In my book The Story of Looking, I tried to write about how looking is a kind of fitting. We think that watching something is a front to back activity – we take in light through our eyes, which is then sent back into our brains to be converted into neurochemical signals, etc. But studies show that when we look, twice as much electric brain activity is, counter-intuitively, back to front. We’re projecting when we look. It’s more about us than the outside world. When we look at the trailer for Cats, we’re projecting onto it what we know about movie genres, emotional propriety, the career of director Tom Hooper, the evolution of CGI, the star personas, the industrial hubris and greed of Hollywood, etc.

Cats (2019)

Three hours ago, the lights went down and Cats began. Immediately my brain started projecting. The film’s opening made me think of Baz Luhrmann’s Moulin Rouge, and the 101 Dalmations flashed into my head, and then – more strongly – I remembered watching Busby Berkeley dance numbers on TV as a boy. I didn’t know the word ‘surreal’ back then but, in the cinema this morning, minutes after I thought about Berkeley, Cats had cockroaches do a Berkeley routine.

Then I noticed the bodies in Cats. It’s definitely got an erotic imagination. The crotchy balleticism. Eyes and thighs. The second number, set in a graveyard, writhes.
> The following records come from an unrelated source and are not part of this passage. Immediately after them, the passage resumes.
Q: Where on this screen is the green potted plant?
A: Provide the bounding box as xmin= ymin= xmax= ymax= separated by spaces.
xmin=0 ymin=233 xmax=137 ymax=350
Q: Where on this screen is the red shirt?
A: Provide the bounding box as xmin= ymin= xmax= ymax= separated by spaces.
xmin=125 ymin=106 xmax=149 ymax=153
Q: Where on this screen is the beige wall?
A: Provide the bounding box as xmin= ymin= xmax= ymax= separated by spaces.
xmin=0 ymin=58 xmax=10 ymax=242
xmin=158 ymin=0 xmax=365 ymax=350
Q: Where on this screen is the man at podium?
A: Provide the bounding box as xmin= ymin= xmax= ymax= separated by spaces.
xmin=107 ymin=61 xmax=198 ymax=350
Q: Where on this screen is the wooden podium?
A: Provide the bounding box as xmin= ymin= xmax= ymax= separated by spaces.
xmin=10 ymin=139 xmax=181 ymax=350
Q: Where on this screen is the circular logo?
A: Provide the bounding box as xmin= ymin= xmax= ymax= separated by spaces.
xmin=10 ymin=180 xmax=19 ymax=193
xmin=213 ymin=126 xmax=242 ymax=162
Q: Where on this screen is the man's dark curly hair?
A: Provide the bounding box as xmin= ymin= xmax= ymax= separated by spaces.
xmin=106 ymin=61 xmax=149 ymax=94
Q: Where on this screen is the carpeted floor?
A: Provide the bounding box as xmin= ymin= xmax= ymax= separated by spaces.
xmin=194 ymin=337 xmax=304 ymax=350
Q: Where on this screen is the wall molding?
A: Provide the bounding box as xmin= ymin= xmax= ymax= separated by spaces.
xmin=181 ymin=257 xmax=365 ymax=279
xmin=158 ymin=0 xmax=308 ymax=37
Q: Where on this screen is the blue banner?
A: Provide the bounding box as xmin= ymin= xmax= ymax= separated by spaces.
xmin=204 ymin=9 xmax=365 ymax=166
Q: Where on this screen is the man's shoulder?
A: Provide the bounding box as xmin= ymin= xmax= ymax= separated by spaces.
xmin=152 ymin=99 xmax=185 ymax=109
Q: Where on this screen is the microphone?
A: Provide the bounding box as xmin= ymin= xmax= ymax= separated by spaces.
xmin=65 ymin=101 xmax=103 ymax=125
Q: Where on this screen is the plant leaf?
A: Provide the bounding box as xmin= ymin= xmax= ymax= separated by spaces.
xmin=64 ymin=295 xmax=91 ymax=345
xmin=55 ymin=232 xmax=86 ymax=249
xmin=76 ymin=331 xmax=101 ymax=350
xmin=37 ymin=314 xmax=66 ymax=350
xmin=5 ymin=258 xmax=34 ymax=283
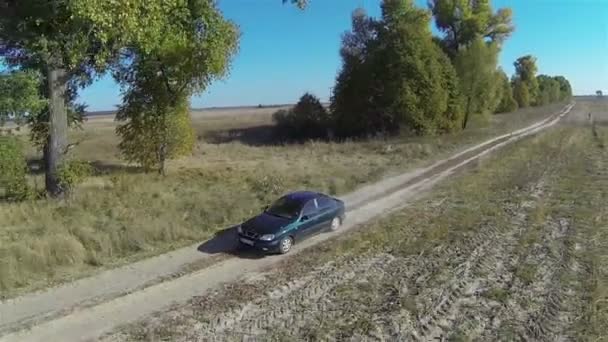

It felt like I was watching a circus, or looking at a Balthus painting.

The film is surely unfinished, or abandoned – in too many scenes, the background and foreground are hardly integrated – and, because of this, especially in the second half, it’s a bit of a visual klutz. At times I could hear a voice in my head saying this, and that voice had some merit.

Cats (2019)

But it was my rational, evaluative, educated voice, and I was too busy having a good time to take heed. Just like the critics, I could feel my brain searching in vain for folders in which to file Cats. But I felt that too when I saw Blue Velvet, The Holy Mountain and Kira Muratova’s The Asthenic Syndrome. They’re better films than Cats, but all four created, for me, the same visual bewilderment.

As I watched and loved Cats, I felt I was doing a CAT scan (sorry) of my pleasure. If there’d been a camera on my face, you’d have seen me smile (a lot), and laugh and, once, cry. The CAT scan would have shown the bits of my brain that caused those emotions. Some of them will have been emotions of recognition, but most of what I felt felt new. Unprecedented. A sometimes ugly, industrial film took pre-existing theatre and music, added in some cinèma verité (hand held, live recording), what looks like multiple designers at war with each other, Judi Dench’s face, Taylor Swift doing Marilyn, Ray Winston from another planet, a below the radar sexuality, and some gorgeous, lissom choreography.

I got a new lens in my left eye this week, as I had a cataract. The street where I live looks sparkly and new. Unprecedented.